The following is from a story written for the Monroe, Maine town archives describing the Monroe Cheese Factory, which operated for at least 50 years in the center of Monroe, near the falls, until 1936. It includes a description of a very particular product — Skipper Cheese — that they specialized in “before the days of food laws.”
You may remember the “Good Old Days” when you could walk into any grocery store around [Maine] and order a slab of Monroe cheese.
Though the age of automation has brought to humanity untold comfort and pleasure, the days of horses and hard hand work had their compensations. Monroe cheese was one of them.
Like the nine mills that once flanked Monroe Stream, the cheese factory was of an era that saw Monroe become a prosperous center of activity. It was the age when people worked from dawn to dusk, wood was sawed by hand, and a farmer milked by hand and drove the milk by horse team to market.
Marshall Rand depended upon the farmers’ delivery of milk for his cheese. His son Earl worked at times with his father but old Mr. Rand “did the work of two or three men by himself.”
Mr. Rand had learned the process from Charles Johnson, and Earl Rand remembers that there were at least two men there before Johnson, a Mr. Colson, and a Mr. Taylor.
Earl Rand, who lives today beside the weathered building that saw its final production of cheese in about 1936, is the last to remember the process from making the once nationally famous cheese.
Roughly following the preliminary weigh-in each morning the whole milk was run into a steam vat and the temperature was kept at 70 degrees [Fahrenheit]. Curd formed on top and was eliminated. Constant stirring with wooden rakes was necessary, with the temperature raised to 110 degrees by steam. Salting and pressing followed. Butter fat was not over 3.7 percent for the full-fat cheese.
There were two cutters, two-feet long and one-foot wide. One cutter, with eight knives, went lengthwise of the vat, cubing the cheese.
After the cheese was salted and pressed, the blocks were turned onto a table to dry, having to be turned often.
They were sealed by being dropped into a paraffin tank heated to some 400 degrees. Every day Rand put out 28 cheeses weighing 25 pounds each. Individual taste dictated the aging period.
“For a mild cheese we would age it for less time, maybe a month or so. For a stronger cheese, from six months to a year,” Rand said. “We never sent out a cheese that was aged less than two weeks.”
For variety, some cheese had sage added. And there there was a special type of cheese.
“Before the days of food laws,” Rand related, ” we sold a large amount of what we called skipper cheese. After the food laws were passed which banned this cheese, we had to take back a couple of blocks of it. We had it out back, and I was going to bury it when I found the time. A man from New York, who happened to come into the factory that day asked me, ‘I don’t suppose you have any of that skipper cheese?'”
“When I told him that I did have some but wasn’t allowed to sell it any more, he wanted to see it.”

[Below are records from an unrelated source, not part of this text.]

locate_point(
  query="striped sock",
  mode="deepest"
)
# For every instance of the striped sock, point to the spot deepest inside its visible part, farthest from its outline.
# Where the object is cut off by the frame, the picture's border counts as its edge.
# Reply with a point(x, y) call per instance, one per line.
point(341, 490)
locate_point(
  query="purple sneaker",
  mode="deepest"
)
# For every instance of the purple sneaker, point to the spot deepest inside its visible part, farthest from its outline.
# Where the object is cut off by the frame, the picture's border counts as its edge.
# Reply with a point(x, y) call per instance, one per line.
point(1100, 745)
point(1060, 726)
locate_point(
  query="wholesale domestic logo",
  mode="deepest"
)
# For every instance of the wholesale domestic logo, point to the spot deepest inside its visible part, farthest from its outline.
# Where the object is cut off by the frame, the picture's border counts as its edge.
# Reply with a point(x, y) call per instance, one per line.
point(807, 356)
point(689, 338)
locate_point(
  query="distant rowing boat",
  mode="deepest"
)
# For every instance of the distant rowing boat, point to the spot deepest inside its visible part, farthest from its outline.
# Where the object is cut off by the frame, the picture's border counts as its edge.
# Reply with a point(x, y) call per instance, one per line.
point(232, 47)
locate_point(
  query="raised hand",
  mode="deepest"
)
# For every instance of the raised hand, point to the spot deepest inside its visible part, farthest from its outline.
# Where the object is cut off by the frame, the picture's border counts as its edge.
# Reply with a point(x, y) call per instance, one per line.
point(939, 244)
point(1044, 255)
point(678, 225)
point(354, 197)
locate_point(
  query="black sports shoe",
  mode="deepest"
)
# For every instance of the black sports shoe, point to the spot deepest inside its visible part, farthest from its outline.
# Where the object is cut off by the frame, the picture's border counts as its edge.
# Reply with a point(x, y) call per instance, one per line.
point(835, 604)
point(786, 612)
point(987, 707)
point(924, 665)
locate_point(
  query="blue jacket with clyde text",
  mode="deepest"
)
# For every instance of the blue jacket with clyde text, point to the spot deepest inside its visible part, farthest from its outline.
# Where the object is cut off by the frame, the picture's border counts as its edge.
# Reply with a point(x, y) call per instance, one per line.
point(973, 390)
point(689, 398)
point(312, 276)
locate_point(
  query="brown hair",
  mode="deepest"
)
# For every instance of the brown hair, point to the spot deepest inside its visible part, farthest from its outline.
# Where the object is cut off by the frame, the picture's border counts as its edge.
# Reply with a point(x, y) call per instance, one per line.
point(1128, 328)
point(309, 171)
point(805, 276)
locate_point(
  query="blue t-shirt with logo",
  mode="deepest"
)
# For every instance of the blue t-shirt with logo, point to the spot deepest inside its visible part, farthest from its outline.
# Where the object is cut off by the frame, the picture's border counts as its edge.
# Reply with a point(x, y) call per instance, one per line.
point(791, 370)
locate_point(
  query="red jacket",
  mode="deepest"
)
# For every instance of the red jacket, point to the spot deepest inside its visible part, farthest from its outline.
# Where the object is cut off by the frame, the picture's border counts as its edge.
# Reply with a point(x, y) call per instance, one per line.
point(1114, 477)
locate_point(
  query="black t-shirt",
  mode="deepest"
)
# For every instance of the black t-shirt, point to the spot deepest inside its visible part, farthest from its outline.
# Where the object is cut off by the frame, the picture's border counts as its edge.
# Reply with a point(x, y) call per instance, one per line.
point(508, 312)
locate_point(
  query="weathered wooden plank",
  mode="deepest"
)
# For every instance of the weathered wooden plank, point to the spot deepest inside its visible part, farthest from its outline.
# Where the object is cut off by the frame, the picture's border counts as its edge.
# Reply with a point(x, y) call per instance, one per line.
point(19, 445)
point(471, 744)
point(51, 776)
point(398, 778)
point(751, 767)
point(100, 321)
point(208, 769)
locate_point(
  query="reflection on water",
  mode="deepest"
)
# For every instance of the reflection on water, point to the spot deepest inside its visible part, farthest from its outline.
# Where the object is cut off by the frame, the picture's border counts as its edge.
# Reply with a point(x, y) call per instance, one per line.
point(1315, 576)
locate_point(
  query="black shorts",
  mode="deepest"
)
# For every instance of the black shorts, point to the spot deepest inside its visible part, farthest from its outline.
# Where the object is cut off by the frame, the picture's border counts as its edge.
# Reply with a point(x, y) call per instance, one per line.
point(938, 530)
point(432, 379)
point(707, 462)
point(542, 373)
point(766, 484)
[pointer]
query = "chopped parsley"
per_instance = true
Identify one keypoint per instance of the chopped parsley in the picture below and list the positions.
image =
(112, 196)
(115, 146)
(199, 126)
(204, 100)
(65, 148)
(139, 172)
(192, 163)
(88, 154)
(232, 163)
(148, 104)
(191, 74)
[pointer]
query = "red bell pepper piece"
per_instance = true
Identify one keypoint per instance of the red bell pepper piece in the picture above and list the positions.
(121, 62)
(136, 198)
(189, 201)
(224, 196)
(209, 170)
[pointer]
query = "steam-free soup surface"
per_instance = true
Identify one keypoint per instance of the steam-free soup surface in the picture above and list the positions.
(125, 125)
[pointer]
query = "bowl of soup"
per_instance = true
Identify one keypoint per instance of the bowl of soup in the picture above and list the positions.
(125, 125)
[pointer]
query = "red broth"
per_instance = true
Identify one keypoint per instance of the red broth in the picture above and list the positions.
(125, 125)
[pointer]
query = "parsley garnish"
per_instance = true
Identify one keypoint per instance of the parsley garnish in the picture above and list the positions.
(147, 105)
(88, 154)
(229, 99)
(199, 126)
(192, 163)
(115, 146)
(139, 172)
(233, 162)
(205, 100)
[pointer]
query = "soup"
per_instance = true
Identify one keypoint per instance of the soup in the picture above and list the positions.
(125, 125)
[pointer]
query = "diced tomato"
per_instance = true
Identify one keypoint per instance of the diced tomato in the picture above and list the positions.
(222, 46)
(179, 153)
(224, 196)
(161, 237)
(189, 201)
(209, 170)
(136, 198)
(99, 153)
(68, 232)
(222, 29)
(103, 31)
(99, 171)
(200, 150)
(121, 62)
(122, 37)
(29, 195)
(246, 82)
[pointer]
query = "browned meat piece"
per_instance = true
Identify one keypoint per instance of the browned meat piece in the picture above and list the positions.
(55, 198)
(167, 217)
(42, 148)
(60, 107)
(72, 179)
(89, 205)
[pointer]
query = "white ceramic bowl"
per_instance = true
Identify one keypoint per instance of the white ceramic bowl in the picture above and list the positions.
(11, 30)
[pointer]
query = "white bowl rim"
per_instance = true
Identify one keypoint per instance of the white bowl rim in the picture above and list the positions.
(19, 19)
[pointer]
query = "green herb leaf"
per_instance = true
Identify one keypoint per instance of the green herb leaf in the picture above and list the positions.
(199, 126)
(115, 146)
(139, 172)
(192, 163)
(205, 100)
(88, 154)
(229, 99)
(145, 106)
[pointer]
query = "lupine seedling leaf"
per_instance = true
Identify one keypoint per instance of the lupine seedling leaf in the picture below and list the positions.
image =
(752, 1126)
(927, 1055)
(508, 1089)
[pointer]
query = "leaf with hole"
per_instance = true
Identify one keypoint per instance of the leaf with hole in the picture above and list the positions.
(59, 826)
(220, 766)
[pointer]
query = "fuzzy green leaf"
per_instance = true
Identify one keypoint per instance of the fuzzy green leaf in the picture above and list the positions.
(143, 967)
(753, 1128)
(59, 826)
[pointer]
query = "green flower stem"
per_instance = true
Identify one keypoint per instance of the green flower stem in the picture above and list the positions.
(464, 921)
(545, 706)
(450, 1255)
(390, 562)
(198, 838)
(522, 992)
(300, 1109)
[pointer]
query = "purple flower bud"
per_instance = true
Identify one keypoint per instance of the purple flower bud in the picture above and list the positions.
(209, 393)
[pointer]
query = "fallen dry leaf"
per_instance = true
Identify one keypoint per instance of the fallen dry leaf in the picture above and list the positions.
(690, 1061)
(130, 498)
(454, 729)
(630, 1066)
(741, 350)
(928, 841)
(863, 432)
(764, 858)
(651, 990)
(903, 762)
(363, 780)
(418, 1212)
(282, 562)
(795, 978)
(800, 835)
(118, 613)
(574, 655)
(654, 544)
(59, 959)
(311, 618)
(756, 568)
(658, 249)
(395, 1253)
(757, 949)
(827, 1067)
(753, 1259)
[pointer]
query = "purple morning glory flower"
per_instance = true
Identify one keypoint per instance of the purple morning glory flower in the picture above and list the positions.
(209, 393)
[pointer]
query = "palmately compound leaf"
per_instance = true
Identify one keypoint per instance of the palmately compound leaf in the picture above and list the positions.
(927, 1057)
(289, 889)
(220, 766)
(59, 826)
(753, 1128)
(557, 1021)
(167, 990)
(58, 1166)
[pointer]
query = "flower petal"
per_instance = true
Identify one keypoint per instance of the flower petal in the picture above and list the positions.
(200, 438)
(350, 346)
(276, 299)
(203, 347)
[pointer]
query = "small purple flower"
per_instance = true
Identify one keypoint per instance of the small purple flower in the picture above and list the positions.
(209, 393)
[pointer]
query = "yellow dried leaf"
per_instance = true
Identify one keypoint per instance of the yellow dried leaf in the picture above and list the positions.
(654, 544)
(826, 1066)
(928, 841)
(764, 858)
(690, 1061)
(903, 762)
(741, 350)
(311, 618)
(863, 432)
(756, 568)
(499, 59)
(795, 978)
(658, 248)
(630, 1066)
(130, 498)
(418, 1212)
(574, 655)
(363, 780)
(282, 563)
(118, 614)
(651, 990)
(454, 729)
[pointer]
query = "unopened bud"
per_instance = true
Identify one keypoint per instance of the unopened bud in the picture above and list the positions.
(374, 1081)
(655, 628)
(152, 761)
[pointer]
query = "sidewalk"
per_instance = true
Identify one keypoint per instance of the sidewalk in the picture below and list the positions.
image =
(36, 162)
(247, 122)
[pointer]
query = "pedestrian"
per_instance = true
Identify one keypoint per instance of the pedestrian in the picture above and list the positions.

At this point it might be pertinent to describe skipper cheese. The protective wax coating on a block of cheese was cut in places, and the cheese was set by an open window. Blow flies would collect and lay their eggs in the cheese. Then maggots emerged and spread throughout the block. This process took about two months. Obviously, the longer the cheese sat in this condition, the more ‘lively’ it became.
The blocks to which Mr. Rand was to bury were about a year old. The customer in question asked for a knife, and when the seething delicacy was cut he proceeded to eat some.
“He must have eaten a quarter of a pound of it,” Rand said. “Then he asked if there was any law that said we couldn’t give it to him. I said ‘not that I knew of’ and he took the whole block.”
Earl Rand made the last cheeses that would be produced in the old Factory. “I made two five-pound cheese blocks,” he recalled. “One was plain, and the other was sage. We set them out in the shed and it was a whole year before we touched a knife to them. You never tasted such good cheese.”
Why did the factory close, leaving the building to crumble through the years of inactivity and neglect?
Stringent laws regarding the handling of milk figured into the situation, stifling the small farmer. One either had to invest heavily for better barn conditions, expensive equipment, and milk houses, or one had to do as many did — give up. Today most of the big herds which once added to the prosperity of Monroe are gone. And as the way of the ploggin’, struggling farmer has disappeared, so, too, has the precise, ever toiling, patient processor of Monroe cheese.